I wasn’t aware of the Jar Jar Links vs Abrams thing (loving the names), that certainly explains the Scala shadowing pain we’ve seen. Unfortunately it also sounds like we won’t be able to resolve those pains in couchbase-jvm-clients with our current Maven setup anytime soon.

P.S.: The new Java & Scala library design is really good.

Thank you!

Hi!

One of my friends noticed me about a new push to the repository. [1]

@daschl is this ready to be tested?

[1] GitHub - couchbase/couchbase-spark-connector: The Official Couchbase Spark Connector

@zoltan.zvara
@daschl is out of office this week.
The Spark conversion project is currently work-in-progress, with the work done so far pushed as we prefer to ‘work in the open’ so the community can see where we’re leaning. If you want to check it out and provide feedback then please feel free, but it is way pre-alpha so of course expect plenty of issues.

1 Like

We tried out the new Spark connector and we noticed that it may not be so well suited for Big Data applications, where a SQL query result may not fit into memory or may be too slow.
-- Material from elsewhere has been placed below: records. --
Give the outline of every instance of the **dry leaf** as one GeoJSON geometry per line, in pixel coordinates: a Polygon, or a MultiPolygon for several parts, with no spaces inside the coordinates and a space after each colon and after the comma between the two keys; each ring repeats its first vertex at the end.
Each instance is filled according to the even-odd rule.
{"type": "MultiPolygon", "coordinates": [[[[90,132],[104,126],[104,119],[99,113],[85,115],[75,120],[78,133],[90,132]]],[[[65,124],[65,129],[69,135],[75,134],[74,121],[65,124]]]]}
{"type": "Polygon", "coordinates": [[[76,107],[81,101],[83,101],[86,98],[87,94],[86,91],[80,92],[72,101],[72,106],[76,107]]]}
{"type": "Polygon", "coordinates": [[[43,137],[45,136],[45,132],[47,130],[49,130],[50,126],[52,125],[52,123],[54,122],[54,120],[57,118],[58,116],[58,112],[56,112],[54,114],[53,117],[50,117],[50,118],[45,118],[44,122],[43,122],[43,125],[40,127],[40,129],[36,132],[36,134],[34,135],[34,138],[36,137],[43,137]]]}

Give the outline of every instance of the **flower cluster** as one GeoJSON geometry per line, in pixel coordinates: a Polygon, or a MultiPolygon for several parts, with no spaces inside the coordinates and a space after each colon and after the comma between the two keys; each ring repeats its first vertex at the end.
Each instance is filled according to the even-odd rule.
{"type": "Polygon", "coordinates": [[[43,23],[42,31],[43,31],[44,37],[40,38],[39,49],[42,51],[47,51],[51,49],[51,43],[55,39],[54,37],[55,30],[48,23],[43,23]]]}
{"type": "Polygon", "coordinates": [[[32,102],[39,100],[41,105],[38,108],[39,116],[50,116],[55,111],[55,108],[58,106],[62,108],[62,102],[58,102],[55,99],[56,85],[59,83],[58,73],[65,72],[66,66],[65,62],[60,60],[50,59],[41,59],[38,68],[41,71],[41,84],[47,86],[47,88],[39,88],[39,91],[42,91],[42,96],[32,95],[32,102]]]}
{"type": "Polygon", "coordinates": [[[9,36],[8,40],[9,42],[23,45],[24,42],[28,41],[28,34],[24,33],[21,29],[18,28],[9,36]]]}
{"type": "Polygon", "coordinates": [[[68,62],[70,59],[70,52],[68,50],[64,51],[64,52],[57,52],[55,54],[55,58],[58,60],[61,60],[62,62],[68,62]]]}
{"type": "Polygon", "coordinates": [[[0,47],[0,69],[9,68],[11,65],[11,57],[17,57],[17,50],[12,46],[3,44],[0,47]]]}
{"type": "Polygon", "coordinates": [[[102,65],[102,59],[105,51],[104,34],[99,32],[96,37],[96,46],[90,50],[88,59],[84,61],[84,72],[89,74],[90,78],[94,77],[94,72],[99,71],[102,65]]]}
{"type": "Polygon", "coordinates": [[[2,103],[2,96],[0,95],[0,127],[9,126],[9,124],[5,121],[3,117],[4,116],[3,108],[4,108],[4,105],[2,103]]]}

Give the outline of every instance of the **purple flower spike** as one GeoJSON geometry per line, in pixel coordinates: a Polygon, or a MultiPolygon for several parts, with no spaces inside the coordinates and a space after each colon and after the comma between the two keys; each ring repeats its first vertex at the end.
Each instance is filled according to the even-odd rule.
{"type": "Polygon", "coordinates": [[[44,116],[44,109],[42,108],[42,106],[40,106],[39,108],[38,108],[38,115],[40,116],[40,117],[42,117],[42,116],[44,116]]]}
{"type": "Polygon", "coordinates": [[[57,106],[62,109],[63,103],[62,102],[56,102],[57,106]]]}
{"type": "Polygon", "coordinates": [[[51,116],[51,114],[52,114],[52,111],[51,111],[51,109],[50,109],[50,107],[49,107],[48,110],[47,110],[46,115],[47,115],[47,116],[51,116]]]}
We also noticed that it is not utilizing the Java DCP, which should be preferred for the following reasons

  • large SQL batch reads that would not fit into the memory of a single node, could instead open ad-hoc DCP sessions to read data into Spark partitions,
  • the Spark Streaming (CouchbaseReceiver) option has been removed, although it could be simplified with highlevel package of DCP more easily.

Are there any plans on the above two points for Couchbase? In case not, but could be useful, I think we could help. We have an implementation for both that we use in production.

@zoltan.zvara we did not bring the streaming aspects to spark 3 since they were marked as experimental and need good reconsideration before bringing them back. I agree it is very useful, and we are thinking about how to integrate it well (similar to our kafka or elasticsearch connectors that also use DCP under the covers).